Menurutnya, kontraktor ini patut dicurigai, pasalnya berdasarkan fakta empiris di lapangan hasil teknis pekerjaannya diduga sarat beraroma praktek korupsi, kolusi dan nepotisme (KKN).
Mencermati kondisi seperti ini, pihaknya mendesak aparat penegak hukum (APH) segera menyelidiki kasus-kasus pelanggaran hukum ini. “Jerat oknum pelakunya hingga bisa diseret ke meja hijau. Tak usah menunggu adanya laporan pengaduan, karena hal ini merupakan peristiwa pidana,” tandas Udin.
“Bila terbukti kelak, beri hukuman setimpal, agar ada efek jera karena dana itu berasal dari uang kenduri rakyat yang dihimpun melalui pajak yang benar-benar harus dipertanggungjawabkan,” pungkasnya.

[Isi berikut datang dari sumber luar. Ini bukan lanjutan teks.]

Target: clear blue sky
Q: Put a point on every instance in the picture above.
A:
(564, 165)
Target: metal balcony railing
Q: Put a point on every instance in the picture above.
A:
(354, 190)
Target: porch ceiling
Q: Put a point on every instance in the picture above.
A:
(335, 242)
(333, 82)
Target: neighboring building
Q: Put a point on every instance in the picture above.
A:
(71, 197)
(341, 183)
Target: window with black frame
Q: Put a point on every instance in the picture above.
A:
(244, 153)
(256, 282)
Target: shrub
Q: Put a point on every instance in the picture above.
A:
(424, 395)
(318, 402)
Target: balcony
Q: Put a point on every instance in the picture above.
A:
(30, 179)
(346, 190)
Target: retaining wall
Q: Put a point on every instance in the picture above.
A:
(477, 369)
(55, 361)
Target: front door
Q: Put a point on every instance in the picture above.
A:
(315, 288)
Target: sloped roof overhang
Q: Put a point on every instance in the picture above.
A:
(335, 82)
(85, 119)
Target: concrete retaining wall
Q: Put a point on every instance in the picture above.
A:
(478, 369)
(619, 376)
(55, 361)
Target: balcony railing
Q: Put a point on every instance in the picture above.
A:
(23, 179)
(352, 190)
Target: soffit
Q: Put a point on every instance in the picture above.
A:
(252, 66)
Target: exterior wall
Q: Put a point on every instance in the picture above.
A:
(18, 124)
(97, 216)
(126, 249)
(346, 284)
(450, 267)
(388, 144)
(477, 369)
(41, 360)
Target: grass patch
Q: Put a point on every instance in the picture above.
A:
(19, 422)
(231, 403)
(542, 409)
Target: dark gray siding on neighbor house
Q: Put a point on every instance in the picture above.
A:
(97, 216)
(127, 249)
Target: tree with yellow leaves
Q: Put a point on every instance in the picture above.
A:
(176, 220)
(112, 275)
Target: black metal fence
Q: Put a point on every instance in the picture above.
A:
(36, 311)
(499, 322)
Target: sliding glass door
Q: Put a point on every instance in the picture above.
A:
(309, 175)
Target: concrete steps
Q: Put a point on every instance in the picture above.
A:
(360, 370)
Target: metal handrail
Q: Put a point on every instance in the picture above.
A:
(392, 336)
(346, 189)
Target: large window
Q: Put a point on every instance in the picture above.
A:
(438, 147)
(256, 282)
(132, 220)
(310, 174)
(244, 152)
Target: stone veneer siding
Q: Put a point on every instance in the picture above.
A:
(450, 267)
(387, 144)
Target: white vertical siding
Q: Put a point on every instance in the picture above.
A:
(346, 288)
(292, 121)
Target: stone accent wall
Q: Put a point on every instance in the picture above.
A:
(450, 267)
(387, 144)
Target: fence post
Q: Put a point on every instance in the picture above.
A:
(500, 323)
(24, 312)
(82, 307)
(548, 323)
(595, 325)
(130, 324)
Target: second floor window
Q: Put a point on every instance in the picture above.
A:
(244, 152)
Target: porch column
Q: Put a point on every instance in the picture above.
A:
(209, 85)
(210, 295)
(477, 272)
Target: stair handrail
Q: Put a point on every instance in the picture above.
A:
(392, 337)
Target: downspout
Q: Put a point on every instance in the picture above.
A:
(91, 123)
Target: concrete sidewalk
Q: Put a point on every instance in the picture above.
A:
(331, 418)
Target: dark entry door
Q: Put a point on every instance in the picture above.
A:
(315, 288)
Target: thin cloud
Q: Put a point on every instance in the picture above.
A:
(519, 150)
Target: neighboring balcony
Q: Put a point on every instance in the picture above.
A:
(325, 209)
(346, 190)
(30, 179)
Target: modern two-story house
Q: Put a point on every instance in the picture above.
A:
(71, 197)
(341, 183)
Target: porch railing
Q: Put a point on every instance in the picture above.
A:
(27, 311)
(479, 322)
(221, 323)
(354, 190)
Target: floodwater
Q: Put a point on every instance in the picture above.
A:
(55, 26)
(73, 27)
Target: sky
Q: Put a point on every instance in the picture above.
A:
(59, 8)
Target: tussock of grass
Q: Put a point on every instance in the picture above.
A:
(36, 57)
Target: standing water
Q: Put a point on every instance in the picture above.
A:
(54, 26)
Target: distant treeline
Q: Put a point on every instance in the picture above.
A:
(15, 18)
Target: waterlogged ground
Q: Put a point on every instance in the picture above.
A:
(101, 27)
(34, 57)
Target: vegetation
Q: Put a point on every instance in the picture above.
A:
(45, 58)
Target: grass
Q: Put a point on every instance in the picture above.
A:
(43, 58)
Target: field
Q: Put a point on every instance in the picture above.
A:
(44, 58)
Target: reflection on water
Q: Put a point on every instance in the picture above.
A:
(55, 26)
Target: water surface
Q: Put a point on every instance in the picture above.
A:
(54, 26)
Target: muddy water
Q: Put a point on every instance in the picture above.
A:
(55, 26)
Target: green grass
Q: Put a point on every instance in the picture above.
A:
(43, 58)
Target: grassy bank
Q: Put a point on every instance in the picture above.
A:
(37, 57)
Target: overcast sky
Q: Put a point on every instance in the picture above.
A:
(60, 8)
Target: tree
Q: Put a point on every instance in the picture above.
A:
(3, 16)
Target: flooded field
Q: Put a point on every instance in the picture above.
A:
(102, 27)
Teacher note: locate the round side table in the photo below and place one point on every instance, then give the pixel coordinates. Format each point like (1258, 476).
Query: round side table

Untuk konfirmasi seputar temuan proyek ini, awak media berulang kali mendatangi kantor Humas PT Brantas Abipraya (Persero) di Jl Raya Binong-Tanjungsari, Desa Karangwangi, Kecamatan Binong, Kabupaten Subang, namun Humas PT Brantas Abipraya Nana belum berhasil ditemui karena kata stafnya sedang tidak berada di tempat. (Abh)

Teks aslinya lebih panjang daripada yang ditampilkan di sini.